First, if we still want to stay on a “low overshoot” path, we can consider what the Potsdam Institute researchers consider “challenging” scenarios, rather than “reasonable” ones. These scenarios assume the world will make even speedier progress on clean energy and carbon removal from the atmosphere.
What makes these scenarios work? One common theme is much more dramatic carbon removal from the atmosphere, storing it either underground or in forests and agricultural landscapes. The majority of these scenarios require us to be able to subtract over 7 billion tons per year from the atmosphere by 2050. This will require a huge scale up of interventions like carbon capture and storage, which only has an estimated capacity of about 43 million tons per year today. Capacity has roughly doubled in the past decade, but a far faster pace of change would be needed to achieve this outcome.
Some scenarios also require dramatic transformations of energy use thanks to a combination of renewables and vastly expanded energy efficiency. Many require the carbon intensity of energy use — how much CO2 is emitted per unit of energy consumed — to decrease by over 80 percent by 2050. This would require total or a near total phaseout of fossil fuels, widespread electrification of the world’s energy systems and major fuel shifts in transportation to electric vehicles or the use of other fuels such as hydrogen or biofuels, among other innovations.
Lila Warszawski, lead author of the Potsdam Institute study, and her colleagues argue that there is no one technology or solution that can be relied on to save the 1.5C goal.
“It’s hard, and you can’t put all your eggs in one basket,” Warszawski said. “It’s hard but, you still want to go for it.”
The other choice is to accept a fallback world in which the temperature significantly overshoots 1.5C during the century. With temperatures expected to be between 1.6 and 1.8C above preindustrial levels through the 2040s, 2050s and 2060s in most of these scenarios, that would raise the odds of unexpected climate catastrophes. But six scenarios allow for such a “high overshoot” and are considered “reasonable” by the Potsdam Institute experts on the five dimensions above.

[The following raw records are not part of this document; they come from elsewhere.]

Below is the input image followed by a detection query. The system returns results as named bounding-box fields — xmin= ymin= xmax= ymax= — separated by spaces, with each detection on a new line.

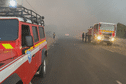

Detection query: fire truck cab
xmin=0 ymin=6 xmax=47 ymax=84
xmin=88 ymin=22 xmax=117 ymax=45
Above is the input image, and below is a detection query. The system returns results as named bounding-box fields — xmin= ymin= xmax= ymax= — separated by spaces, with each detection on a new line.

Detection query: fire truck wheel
xmin=39 ymin=59 xmax=46 ymax=78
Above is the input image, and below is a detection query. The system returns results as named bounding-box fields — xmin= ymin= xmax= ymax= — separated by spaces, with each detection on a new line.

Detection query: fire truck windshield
xmin=0 ymin=19 xmax=18 ymax=41
xmin=100 ymin=24 xmax=114 ymax=31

How do these scenarios work? They still use carbon dioxide removal and storage, but at lower amounts — a few billion tons per year in coming decades from all sources. That’s out to the year 2050 — but to drive temperatures back down again in the second half of the century, the need for these interventions can be extremely large.

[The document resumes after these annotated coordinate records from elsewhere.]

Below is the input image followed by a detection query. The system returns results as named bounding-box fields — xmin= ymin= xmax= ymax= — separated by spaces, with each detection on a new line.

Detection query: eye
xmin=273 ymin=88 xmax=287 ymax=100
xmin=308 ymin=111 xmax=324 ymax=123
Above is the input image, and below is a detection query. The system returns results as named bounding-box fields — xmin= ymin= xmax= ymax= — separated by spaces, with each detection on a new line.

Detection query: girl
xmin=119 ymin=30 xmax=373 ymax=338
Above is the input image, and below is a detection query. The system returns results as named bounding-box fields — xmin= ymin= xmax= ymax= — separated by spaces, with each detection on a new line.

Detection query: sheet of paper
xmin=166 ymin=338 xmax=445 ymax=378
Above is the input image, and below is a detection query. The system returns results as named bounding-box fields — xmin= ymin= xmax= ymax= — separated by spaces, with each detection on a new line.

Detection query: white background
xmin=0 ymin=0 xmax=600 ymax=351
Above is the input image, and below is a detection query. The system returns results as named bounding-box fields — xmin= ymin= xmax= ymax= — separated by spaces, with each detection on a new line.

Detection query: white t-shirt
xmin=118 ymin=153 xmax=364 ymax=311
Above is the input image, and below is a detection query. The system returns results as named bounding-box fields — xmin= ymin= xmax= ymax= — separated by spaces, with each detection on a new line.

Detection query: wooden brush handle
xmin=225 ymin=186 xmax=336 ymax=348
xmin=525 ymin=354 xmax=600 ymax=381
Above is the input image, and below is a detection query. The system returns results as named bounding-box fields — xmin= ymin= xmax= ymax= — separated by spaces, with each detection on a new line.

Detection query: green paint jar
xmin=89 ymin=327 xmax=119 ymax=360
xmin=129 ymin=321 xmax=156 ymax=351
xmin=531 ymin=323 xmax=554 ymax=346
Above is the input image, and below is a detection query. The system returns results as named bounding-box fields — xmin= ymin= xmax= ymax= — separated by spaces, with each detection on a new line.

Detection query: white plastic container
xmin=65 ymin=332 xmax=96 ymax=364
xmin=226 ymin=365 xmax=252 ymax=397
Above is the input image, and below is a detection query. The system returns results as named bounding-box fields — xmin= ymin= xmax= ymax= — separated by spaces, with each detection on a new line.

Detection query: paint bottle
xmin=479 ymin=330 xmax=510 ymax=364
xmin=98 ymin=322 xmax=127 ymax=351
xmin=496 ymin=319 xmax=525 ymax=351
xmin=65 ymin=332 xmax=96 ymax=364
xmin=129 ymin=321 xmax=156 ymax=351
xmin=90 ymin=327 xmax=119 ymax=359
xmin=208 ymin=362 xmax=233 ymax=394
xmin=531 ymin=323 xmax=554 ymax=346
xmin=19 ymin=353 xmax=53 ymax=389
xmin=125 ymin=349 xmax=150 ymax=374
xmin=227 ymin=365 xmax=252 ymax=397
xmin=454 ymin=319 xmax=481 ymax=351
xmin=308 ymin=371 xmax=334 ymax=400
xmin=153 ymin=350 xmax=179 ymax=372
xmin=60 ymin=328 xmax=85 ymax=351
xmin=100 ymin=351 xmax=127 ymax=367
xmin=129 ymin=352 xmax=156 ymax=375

“Post 2050, these scenarios are really challenging because they require a very large amount of carbon dioxide removal to return temperature to below 1.5 degrees after a high overshoot,” said Elmar Kriegler, also a researcher at the Potsdam Institute and a leader of the analysis.
All these scenarios require a major takeover by renewable energy, such that the carbon intensity of powering our lives goes down by 68 to 73 percent by 2050. But that is not as dramatic as the “challenging” scenarios that accomplish a low overshoot. The world’s demand for energy overall still grows in the “high overshoot” scenarios, but by a wide range, between 5 and 18 percent.

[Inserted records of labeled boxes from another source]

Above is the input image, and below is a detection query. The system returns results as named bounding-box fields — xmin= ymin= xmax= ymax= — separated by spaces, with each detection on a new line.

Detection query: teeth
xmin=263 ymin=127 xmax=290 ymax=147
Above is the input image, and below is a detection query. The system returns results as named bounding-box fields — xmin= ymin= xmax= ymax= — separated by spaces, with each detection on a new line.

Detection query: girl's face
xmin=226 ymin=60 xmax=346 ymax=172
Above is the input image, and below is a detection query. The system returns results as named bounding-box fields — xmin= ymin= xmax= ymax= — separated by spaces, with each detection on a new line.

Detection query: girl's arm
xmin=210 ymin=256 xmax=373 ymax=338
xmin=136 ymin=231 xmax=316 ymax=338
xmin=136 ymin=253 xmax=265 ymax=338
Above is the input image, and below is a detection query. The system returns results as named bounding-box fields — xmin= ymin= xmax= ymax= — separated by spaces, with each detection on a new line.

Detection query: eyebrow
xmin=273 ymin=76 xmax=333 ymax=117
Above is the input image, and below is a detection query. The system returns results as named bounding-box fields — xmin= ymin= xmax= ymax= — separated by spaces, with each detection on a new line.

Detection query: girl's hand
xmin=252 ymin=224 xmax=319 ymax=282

Not everybody will agree with these models — or, the cutoffs imposed by the Potsdam Institute researchers. Some experts are more optimistic about technology and humanity’s ability to innovate. Others point out that it is easy to imagine countries failing to achieve what is necessary to stay below 2C at all.
In the end, these are simply well-informed models of how the world will work. What’s more, we still have a limited understanding of how the climate system will respond to emissions.
At the U.N. Climate Change Conference late last month, world leaders reaffirmed the 1.5C goal. But these scenarios show that without dramatic action — action the leaders did not commit to taking — it most likely will not be possible.
Or at least, not without a major overshoot first. That is where the world is currently heading.